Dr. TriRunner 8:56 AM, June 20, 2011  

The AlterG is a pretty sweet tool... I've only used it for rehab purposes, but like you, it would be awesome to try it out on a long run!

We have an AlterG in Bierman at the U of MN ... mostly the football players use it, but some of the the other sports get in there if they need to. How sweet would it be to have one of these in my basement...

(... thinking about what kind of job I need / how much money I'll need to make to live that life ...)

longrun4fun 2:38 PM, June 20, 2011  

When is the Alter G giveaway?
:)

Emily 3:04 PM, June 20, 2011  

I also had the chance to test an Alter G a few weeks back. You're right about it still being hard and a huge sweatfest!

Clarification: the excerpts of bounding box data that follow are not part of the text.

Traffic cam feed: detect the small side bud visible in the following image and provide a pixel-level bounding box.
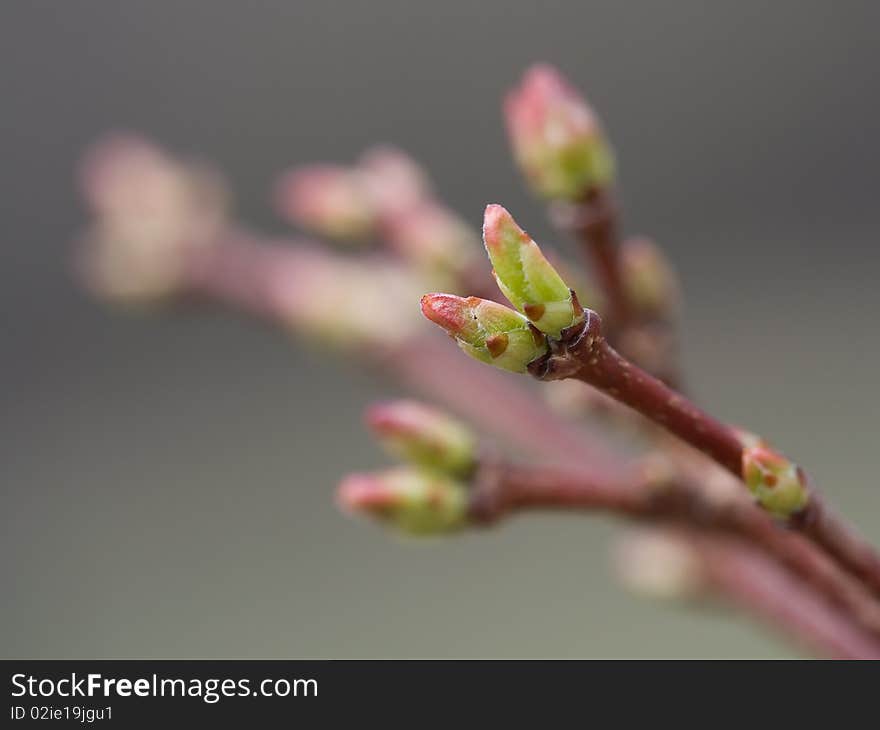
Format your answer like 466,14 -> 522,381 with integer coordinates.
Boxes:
365,400 -> 476,476
742,443 -> 810,519
422,294 -> 548,373
275,164 -> 377,241
337,467 -> 468,535
613,530 -> 705,601
620,238 -> 680,317
358,147 -> 431,218
483,205 -> 584,337
504,65 -> 614,200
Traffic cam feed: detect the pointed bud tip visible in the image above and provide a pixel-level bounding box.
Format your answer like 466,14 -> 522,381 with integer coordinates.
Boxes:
336,474 -> 395,514
336,467 -> 468,535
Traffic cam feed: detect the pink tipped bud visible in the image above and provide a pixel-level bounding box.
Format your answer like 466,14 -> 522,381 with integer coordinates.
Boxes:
365,400 -> 476,475
742,437 -> 810,519
386,202 -> 480,276
504,65 -> 614,199
337,467 -> 468,535
483,205 -> 583,337
620,238 -> 680,317
422,294 -> 547,373
275,164 -> 377,240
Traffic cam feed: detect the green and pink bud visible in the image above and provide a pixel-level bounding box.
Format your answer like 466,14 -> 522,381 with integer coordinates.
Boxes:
384,201 -> 480,284
357,147 -> 431,219
504,65 -> 614,200
483,205 -> 584,337
337,467 -> 469,535
365,400 -> 476,476
278,246 -> 421,351
275,164 -> 377,241
422,294 -> 548,373
742,439 -> 810,519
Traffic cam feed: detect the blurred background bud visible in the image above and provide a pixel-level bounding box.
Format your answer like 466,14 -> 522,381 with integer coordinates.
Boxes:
742,443 -> 809,518
422,294 -> 547,373
77,134 -> 229,302
275,164 -> 378,241
385,201 -> 481,286
337,467 -> 468,535
612,529 -> 706,600
273,247 -> 422,349
483,205 -> 583,337
365,400 -> 476,476
504,65 -> 614,200
358,146 -> 431,218
620,238 -> 681,318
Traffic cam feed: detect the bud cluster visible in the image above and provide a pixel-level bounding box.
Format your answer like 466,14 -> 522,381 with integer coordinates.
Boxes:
338,401 -> 476,535
276,147 -> 479,281
78,134 -> 228,302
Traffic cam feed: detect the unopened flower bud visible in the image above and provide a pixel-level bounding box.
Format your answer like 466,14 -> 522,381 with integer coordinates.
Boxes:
614,530 -> 706,601
483,205 -> 584,337
386,202 -> 480,281
742,442 -> 810,519
337,467 -> 468,535
366,400 -> 476,476
422,294 -> 547,373
275,164 -> 377,241
620,238 -> 679,317
504,65 -> 614,200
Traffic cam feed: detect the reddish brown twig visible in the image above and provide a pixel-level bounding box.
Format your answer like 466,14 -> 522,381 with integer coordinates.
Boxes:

It'd be awesome if gyms or PT places catering to athletes started picking up on this. The place I went to offers monthly "memberships" that are very reasonable (about the cost of a gym) and have become so popular that they invested in 3 machines...

Richelle 8:16 PM, June 20, 2011  

As someone who gets injured frequently, I'd love to have access to one of these to help me rehab and get back into running shape after an injury.

Jamie Walker 2:40 AM, June 21, 2011  

Oh I would love to try one of those! How cool is that?!! I've never tried it but man, that must be a cool experience.

Anonymous,  5:18 PM, June 27, 2011  

I've been a regular Alter G user for about a year and I have to say it has been a great tool for training. I love telling my friends about it, because they are always jaw-dropped that a machine can actually defy gravity as you run. As a runner, it's the only way to get back from an injury and reduce the the amount of non-running forms of cross training like spin bike and aqua-jogging. The only way to get fit running is to run in my opinion and when you are in heavy training, having a couple of Alter G runs can make your joints and tight muscles very happy.